Page 1 of 2
Problem after Nagios restart all host checks completing
Posted: Sat Oct 12, 2013 9:06 pm
by ericfeldhusen
I have several Nagios 3.2.3 servers that monitor dynamically changing networks, i.e. new hosts, old hosts disappearing, etc.., where a script dynamically generates a file with hosts and then restarts the nagios service. What we're finding is if we restart the nagios service too often, the host checks aren't completing for more and more hosts as the number of hosts are growing.
I suspect we're missing options in the nagios config file that if X hosts were most recently check, and there's Y hosts with very old checks, the restart causes nagios to start at the beginning of the X list of hosts and continue on, rather checking and then continuing with the hosts with the oldest checks and working up the hosts with the most recent checks.
I think I'm getting stuck on the terminology of what I think I'm looking for in configuration options instead of understanding the options I'm looking for.
Any suggestions?
Eric Feldhusen
Re: Problem after Nagios restart all host checks completing
Posted: Mon Oct 14, 2013 10:42 am
by abrist
Host checks should not hang with the restart of nagios, though if the restart happen too often, you may have issues with multiple nagios parent processes running concurrently.
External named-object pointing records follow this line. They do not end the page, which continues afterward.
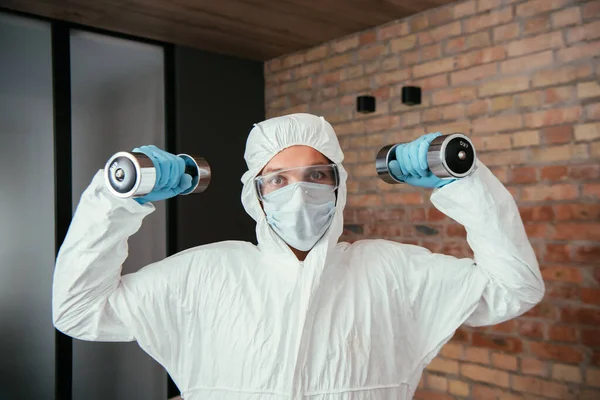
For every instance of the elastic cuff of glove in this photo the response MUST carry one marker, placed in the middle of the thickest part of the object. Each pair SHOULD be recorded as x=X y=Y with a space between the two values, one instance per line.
x=445 y=182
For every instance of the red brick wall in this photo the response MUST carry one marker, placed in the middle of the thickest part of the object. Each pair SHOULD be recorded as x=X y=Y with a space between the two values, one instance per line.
x=521 y=78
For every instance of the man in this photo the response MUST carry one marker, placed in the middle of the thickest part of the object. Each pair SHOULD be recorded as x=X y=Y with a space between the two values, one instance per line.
x=300 y=316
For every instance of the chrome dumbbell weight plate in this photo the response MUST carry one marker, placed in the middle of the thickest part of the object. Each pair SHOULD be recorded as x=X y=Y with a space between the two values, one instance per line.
x=448 y=156
x=130 y=174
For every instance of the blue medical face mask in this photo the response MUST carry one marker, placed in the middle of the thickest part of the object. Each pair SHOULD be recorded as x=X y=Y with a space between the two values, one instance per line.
x=300 y=213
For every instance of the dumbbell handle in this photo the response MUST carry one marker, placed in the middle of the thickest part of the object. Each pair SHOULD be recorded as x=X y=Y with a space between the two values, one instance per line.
x=448 y=156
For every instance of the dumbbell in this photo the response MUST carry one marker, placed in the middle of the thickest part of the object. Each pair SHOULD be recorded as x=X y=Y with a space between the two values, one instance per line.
x=448 y=156
x=132 y=174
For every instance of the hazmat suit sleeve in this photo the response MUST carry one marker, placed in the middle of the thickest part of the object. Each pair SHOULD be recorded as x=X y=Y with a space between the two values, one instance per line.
x=92 y=301
x=503 y=280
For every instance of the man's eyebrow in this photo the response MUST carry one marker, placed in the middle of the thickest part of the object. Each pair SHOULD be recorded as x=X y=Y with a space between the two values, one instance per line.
x=269 y=170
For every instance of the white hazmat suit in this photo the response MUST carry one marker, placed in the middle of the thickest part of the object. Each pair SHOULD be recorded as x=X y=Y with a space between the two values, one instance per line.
x=232 y=320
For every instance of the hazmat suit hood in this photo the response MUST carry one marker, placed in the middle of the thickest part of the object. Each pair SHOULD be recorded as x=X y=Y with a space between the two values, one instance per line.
x=268 y=138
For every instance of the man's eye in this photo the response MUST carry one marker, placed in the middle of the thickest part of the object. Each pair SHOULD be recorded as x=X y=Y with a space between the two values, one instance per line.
x=276 y=180
x=317 y=175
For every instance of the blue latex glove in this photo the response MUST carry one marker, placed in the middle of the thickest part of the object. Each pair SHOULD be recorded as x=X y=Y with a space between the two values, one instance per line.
x=411 y=165
x=170 y=177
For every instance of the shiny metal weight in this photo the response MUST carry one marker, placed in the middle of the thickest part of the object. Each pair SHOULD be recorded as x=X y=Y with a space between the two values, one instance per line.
x=132 y=174
x=448 y=156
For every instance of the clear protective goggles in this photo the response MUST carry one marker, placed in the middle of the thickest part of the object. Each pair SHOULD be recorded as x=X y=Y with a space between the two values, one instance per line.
x=321 y=174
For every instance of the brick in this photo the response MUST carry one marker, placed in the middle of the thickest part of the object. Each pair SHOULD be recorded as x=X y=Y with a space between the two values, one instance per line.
x=473 y=74
x=477 y=355
x=386 y=78
x=576 y=212
x=595 y=150
x=381 y=123
x=557 y=253
x=592 y=377
x=440 y=15
x=544 y=310
x=431 y=52
x=506 y=32
x=501 y=103
x=419 y=22
x=557 y=135
x=532 y=366
x=445 y=366
x=549 y=351
x=534 y=7
x=506 y=344
x=568 y=16
x=557 y=76
x=478 y=107
x=355 y=85
x=503 y=86
x=452 y=350
x=504 y=361
x=536 y=25
x=483 y=374
x=586 y=253
x=367 y=38
x=554 y=173
x=562 y=274
x=590 y=337
x=559 y=153
x=537 y=213
x=371 y=52
x=493 y=159
x=588 y=89
x=591 y=10
x=562 y=94
x=531 y=329
x=437 y=382
x=497 y=124
x=389 y=63
x=430 y=395
x=342 y=46
x=433 y=82
x=337 y=61
x=591 y=190
x=501 y=142
x=403 y=198
x=365 y=200
x=526 y=139
x=525 y=63
x=393 y=30
x=530 y=99
x=464 y=9
x=403 y=43
x=482 y=56
x=292 y=60
x=307 y=69
x=468 y=42
x=433 y=67
x=484 y=21
x=317 y=53
x=539 y=387
x=454 y=95
x=329 y=78
x=410 y=119
x=563 y=191
x=552 y=117
x=458 y=388
x=577 y=52
x=557 y=290
x=444 y=32
x=535 y=44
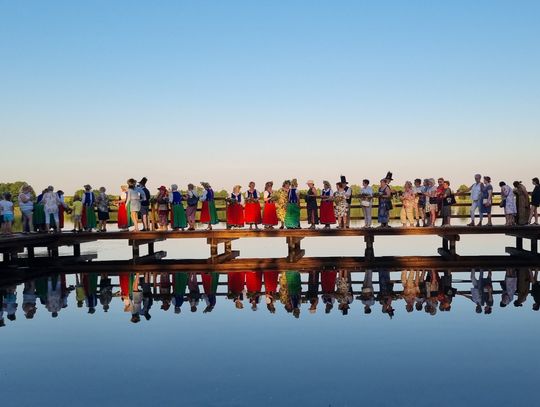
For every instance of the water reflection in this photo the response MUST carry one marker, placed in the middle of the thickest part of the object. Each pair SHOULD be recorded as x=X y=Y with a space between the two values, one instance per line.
x=290 y=292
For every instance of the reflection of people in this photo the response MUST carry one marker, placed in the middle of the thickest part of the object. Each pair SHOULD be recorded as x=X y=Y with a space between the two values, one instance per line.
x=535 y=291
x=367 y=296
x=509 y=287
x=524 y=280
x=254 y=288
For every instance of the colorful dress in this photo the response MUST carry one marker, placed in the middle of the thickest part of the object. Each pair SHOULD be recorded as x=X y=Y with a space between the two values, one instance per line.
x=281 y=204
x=89 y=215
x=208 y=211
x=178 y=213
x=269 y=213
x=341 y=207
x=328 y=216
x=292 y=216
x=122 y=212
x=253 y=208
x=311 y=207
x=235 y=211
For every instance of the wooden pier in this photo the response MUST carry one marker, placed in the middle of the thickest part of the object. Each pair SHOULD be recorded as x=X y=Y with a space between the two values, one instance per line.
x=19 y=250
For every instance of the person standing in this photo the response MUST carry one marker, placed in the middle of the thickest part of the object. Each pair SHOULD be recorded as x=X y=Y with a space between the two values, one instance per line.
x=535 y=201
x=385 y=203
x=235 y=209
x=341 y=205
x=253 y=207
x=281 y=203
x=191 y=209
x=348 y=198
x=102 y=201
x=162 y=201
x=134 y=197
x=89 y=216
x=407 y=209
x=487 y=199
x=366 y=201
x=523 y=203
x=292 y=216
x=476 y=191
x=419 y=203
x=447 y=202
x=50 y=205
x=123 y=212
x=178 y=213
x=208 y=211
x=311 y=205
x=328 y=216
x=145 y=203
x=269 y=219
x=508 y=202
x=26 y=205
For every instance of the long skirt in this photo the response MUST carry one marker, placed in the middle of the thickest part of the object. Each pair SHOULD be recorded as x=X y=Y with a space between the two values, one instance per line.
x=328 y=217
x=253 y=213
x=209 y=213
x=38 y=217
x=313 y=214
x=292 y=217
x=89 y=217
x=178 y=216
x=269 y=214
x=235 y=215
x=122 y=216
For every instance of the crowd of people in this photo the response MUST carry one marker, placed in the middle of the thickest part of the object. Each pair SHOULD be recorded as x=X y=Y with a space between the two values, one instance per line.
x=423 y=202
x=428 y=291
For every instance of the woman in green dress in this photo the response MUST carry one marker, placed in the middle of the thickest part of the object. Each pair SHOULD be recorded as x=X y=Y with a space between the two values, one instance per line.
x=292 y=217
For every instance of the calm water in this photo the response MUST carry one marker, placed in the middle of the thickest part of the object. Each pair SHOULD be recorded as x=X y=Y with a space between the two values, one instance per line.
x=71 y=340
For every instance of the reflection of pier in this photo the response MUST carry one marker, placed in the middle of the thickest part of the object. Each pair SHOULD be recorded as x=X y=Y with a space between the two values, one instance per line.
x=520 y=255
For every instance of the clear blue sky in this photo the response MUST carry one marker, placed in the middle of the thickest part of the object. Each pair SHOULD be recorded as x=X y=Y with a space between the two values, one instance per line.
x=226 y=91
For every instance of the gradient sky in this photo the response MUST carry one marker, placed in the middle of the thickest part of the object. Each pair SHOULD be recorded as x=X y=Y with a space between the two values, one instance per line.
x=228 y=91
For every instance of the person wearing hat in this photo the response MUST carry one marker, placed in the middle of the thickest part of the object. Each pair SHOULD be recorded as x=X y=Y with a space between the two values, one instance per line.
x=348 y=198
x=235 y=209
x=178 y=213
x=328 y=216
x=292 y=216
x=162 y=200
x=208 y=211
x=89 y=215
x=311 y=205
x=253 y=207
x=102 y=202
My sugestion would be to make a check to see if nagios is running before you restart it in your scripts. If it is not running, wait to try to restart it again until it is.
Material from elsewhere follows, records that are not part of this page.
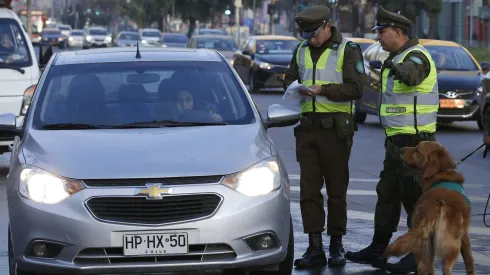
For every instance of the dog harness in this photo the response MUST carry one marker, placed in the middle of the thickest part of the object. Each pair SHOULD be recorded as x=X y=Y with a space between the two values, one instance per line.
x=453 y=186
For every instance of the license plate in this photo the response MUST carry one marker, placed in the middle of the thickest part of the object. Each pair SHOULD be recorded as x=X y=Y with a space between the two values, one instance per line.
x=451 y=103
x=155 y=244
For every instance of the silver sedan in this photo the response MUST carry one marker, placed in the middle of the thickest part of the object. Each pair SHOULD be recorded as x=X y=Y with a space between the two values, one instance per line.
x=146 y=161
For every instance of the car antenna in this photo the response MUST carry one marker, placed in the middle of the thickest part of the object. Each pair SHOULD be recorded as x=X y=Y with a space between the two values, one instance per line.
x=138 y=55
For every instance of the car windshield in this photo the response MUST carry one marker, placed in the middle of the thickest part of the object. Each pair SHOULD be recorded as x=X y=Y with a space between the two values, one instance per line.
x=112 y=95
x=219 y=44
x=151 y=34
x=170 y=38
x=98 y=32
x=451 y=58
x=130 y=36
x=276 y=46
x=13 y=45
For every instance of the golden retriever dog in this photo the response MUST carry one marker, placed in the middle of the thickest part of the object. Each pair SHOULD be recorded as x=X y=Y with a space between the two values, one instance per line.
x=441 y=218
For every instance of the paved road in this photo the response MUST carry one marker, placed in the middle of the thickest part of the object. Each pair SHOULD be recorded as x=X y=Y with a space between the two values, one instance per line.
x=366 y=162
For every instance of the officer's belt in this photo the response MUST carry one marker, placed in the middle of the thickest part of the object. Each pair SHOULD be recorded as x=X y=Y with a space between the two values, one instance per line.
x=316 y=120
x=403 y=140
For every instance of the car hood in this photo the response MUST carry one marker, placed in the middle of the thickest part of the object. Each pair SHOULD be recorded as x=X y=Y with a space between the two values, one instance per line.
x=459 y=80
x=275 y=59
x=147 y=153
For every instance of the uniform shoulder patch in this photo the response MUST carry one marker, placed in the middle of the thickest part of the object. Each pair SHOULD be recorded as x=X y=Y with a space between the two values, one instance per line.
x=360 y=67
x=416 y=60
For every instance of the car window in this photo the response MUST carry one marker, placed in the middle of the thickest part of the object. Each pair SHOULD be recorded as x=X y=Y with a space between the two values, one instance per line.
x=451 y=58
x=275 y=46
x=220 y=44
x=97 y=32
x=151 y=34
x=171 y=38
x=121 y=93
x=13 y=45
x=129 y=36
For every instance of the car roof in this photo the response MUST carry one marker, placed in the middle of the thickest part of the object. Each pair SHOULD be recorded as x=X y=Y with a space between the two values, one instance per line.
x=273 y=37
x=433 y=42
x=128 y=54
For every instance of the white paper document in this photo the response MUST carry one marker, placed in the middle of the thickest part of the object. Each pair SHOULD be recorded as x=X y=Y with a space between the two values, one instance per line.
x=292 y=92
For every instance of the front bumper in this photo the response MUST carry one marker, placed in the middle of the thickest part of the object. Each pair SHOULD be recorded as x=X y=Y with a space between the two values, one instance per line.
x=216 y=242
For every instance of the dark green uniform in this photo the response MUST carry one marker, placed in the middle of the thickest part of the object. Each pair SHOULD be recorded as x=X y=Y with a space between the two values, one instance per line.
x=398 y=183
x=324 y=139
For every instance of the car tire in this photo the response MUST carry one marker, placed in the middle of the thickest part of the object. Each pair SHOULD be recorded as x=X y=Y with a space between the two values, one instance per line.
x=360 y=117
x=12 y=263
x=286 y=266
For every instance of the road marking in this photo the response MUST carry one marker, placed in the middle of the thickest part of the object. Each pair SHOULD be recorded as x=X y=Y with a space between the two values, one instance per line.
x=376 y=180
x=357 y=192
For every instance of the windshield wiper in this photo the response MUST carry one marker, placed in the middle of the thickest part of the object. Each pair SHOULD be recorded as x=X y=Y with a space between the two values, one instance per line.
x=170 y=123
x=71 y=126
x=7 y=66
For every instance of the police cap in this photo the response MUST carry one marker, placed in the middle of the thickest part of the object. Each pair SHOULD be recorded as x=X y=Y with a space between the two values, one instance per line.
x=311 y=19
x=385 y=19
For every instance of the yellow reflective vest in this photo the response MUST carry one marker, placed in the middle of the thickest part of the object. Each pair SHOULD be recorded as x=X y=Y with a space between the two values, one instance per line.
x=409 y=109
x=327 y=70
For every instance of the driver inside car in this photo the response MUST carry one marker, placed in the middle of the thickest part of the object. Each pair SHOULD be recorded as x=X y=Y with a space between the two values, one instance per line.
x=186 y=102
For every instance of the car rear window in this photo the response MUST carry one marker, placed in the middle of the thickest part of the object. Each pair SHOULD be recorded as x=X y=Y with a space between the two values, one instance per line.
x=121 y=93
x=14 y=51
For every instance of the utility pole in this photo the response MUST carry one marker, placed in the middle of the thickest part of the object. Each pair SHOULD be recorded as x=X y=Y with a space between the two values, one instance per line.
x=238 y=5
x=29 y=18
x=271 y=11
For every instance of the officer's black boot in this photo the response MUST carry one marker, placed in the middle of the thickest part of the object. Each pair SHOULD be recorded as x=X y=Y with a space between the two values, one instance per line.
x=314 y=256
x=406 y=265
x=336 y=250
x=372 y=255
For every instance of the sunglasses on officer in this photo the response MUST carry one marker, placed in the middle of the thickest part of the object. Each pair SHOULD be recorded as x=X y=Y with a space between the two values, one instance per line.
x=308 y=35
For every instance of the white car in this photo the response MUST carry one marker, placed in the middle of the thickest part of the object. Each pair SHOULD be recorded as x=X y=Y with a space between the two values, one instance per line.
x=19 y=70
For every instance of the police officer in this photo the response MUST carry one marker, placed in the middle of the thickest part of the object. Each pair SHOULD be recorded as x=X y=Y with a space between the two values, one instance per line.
x=333 y=68
x=408 y=111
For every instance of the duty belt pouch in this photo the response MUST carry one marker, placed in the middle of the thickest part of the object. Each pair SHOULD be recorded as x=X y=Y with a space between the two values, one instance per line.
x=344 y=126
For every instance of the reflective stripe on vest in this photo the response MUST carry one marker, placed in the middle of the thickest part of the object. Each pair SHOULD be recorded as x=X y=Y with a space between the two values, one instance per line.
x=409 y=109
x=329 y=69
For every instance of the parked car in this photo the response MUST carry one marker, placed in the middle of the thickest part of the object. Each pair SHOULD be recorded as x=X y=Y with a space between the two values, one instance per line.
x=53 y=37
x=97 y=37
x=262 y=61
x=226 y=45
x=458 y=74
x=177 y=40
x=19 y=71
x=84 y=195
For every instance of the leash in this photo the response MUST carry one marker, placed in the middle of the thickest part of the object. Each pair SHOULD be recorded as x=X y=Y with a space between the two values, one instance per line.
x=470 y=154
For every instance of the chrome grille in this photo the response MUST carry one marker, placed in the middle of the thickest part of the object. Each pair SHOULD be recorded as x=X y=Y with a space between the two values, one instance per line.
x=114 y=255
x=139 y=210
Re: Problem after Nagios restart all host checks completing
Posted: Mon Oct 14, 2013 11:31 am
by ericfeldhusen
It's not that the nagios process or host checks are hanging up, it's that they start over from the top of the host files when the nagios service is reloaded/restarted and so newer hosts added at the bottom don't get checked at all or very intermittently.
Re: Problem after Nagios restart all host checks completing
Posted: Mon Oct 14, 2013 11:42 am
by abrist
How often are you restarting nagios?
Re: Problem after Nagios restart all host checks completing
Posted: Mon Oct 14, 2013 11:49 am
by ericfeldhusen
Anywhere from every 10 to 60 minutes. It depends on how many new devices are being added to the network and appended to the host file as a new host to check.
Even if we slow down to every 60 minutes, with checks every 5 minutes, we have hosts that aren't being rechecked in that 60 minutes.
Eric Feldhusen
Re: Problem after Nagios restart all host checks completing
Posted: Mon Oct 14, 2013 12:20 pm
by abrist
1. How large is the installation?
2. Is the date/time/timezone on the server correct?
3. When you restart nagios, are the checks scheduled correctly, or are some of them scheduled out by an hour or more?
Re: Problem after Nagios restart all host checks completing
Posted: Mon Oct 14, 2013 1:57 pm
by ericfeldhusen
1. Depending on the server, approximately 5000-6000 hosts with one service check each.
2. All date/time/timezone are correct on the servers
3. When I restart, I see all "next_check" scheduled from between the moment of restart to no later than 20 minutes out. Which, if I restart every 10-20 minutes could be the problem, but when I've adjusted the schedule to be 30 minutes, I'm still not getting checks.
Re: Problem after Nagios restart all host checks completing
Posted: Mon Oct 14, 2013 2:01 pm
by abrist
With that size of installation, you should be able to set the check interval to 5 minutes, instead of 20. If your checks are configured for 5 minute intervals but taking 20 minutes, then indeed something is amiss and must be hunted down.
Re: Problem after Nagios restart all host checks completing
Posted: Fri Oct 18, 2013 2:44 am
by bananagios
Hello to all,
I'm sorry to reopen this quite old topic, but my problem is very similar.
I have a large installation with around 4000 services (totally ditributed topology) to check on a 3.4.4 nagios version.
Every tuning saggested by documentation was applied but the problem remain the same: after some hours (typically 3-4) many check (seems randomly) are not performed any more.
I put critical files and folders on a ramdisk as well.
At the moment I used the following workaround: restart nagios with crontab every 2 hours and it works well.
The virtual machine which nagios is installed on, doesn't show problems about ram or cpu (4 cpu and 16 Gb ram). The VmWare server is very powerfull and plays 6 poor other vms.
Looking at the nagios' code I found that a list is used to elaborate the check results and, also, that the free memory method and calls are subordinate to an if statement.
I suppose that the list, under some conditions that depend on host name and service description, is not correctly cleaned; in this way the list grows and the performance go down drammatically.
This has match with the restart workaround (maybe

).
Do you know if there is a known problem about this and if a solutions exists?
Do you have any suggestions?
I'm going to create another server in order to reduce the amount of check that each server performs.
Thank you in advanced.
Rob
Re: Problem after Nagios restart all host checks completing
Posted: Fri Oct 18, 2013 10:39 am
by slansing
Do checks just not return? Is there a valid next scheduled check time on the host/service? Are they all suddenly going critical?
Can you correlate any messages in the system log during this time? Or the nagios log?